Discovering identity & belonging through traditional rites of passage
If you were told you could jump over a castrated cow four times to become a bonafide adult, would you do it? Oh, and you have to do it nude.
While many in the West are on an endless pursuit of youth and identity, it might do us well to take notice of - and glean wisdom from - other cultures who celebrate the rite of passage from childhood to adult. Nowadays, searching the internet for “how to become a man” yields entirely different results than it did a decade ago (try “rites of passage” instead). However, if you dig past the initial Google suggestions or fine tune your search, you’ll encounter a range of practices that motivate, surprise, or even make you uneasy. Here are a few:
Some Ethiopian grooms must jump naked over a castrated to prove they are ready to wed… then do it three more times.

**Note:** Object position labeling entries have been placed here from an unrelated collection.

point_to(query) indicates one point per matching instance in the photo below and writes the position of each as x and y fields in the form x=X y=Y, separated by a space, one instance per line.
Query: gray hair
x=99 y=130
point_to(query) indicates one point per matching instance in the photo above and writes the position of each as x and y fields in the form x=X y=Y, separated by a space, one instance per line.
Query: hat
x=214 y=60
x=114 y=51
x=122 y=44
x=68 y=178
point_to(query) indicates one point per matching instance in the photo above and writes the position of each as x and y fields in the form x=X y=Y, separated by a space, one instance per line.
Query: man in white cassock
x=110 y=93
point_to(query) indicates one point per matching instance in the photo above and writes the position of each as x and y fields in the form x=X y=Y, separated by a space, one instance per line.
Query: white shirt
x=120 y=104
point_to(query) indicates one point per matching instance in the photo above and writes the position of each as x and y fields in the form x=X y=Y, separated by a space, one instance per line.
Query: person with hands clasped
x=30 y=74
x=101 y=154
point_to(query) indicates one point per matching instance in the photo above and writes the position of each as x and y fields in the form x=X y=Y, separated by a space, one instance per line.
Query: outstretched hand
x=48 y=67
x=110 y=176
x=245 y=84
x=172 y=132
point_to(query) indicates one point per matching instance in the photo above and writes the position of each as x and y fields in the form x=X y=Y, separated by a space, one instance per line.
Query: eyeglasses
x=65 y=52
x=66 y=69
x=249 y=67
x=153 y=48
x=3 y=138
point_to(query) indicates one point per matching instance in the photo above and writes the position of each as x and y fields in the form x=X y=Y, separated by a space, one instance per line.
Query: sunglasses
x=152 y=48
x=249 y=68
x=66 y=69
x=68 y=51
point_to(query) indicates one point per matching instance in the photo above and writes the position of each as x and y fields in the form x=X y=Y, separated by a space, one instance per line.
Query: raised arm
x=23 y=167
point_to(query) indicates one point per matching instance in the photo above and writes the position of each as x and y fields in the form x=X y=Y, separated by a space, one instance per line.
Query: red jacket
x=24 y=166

Boys jump from a 98-foot tall tower with a vine tied around their ankles, reaching speeds of up to 45 mph (72kph). As a boy jumps, his mother simultaneously throws away a representation of his childhood to “release” him into the world. Queen Elizabeth II once witnessed this rite, but the jumper sadly died from injuries sustained during the ceremony.
Between the ages of 11 and 12, Inuit boys are sent out to an island to test their hunting skills and survive the Arctic elements.
When the Amish turn 16, they are permitted to go into the world for a short period of time to enjoy niceties such as modern clothing or alcohol. By the age of 25, they are expected to have fully returned and be baptized if they wish to remain in the Amish community.
In a world consumed by the pursuit of eternal youth and self-discovery, it is worth exploring the intriguing and sometimes unsettling rites of passage found in different cultures. The notion of becoming an adult takes on unique and often unconventional forms. While the actual rites discussed above might not even be legal or practical in the West (nor are they necessarily endorsed by the author), we would do well to learn from cultural attributes of other peoples who draw a clear line to delineate between life’s most important stages.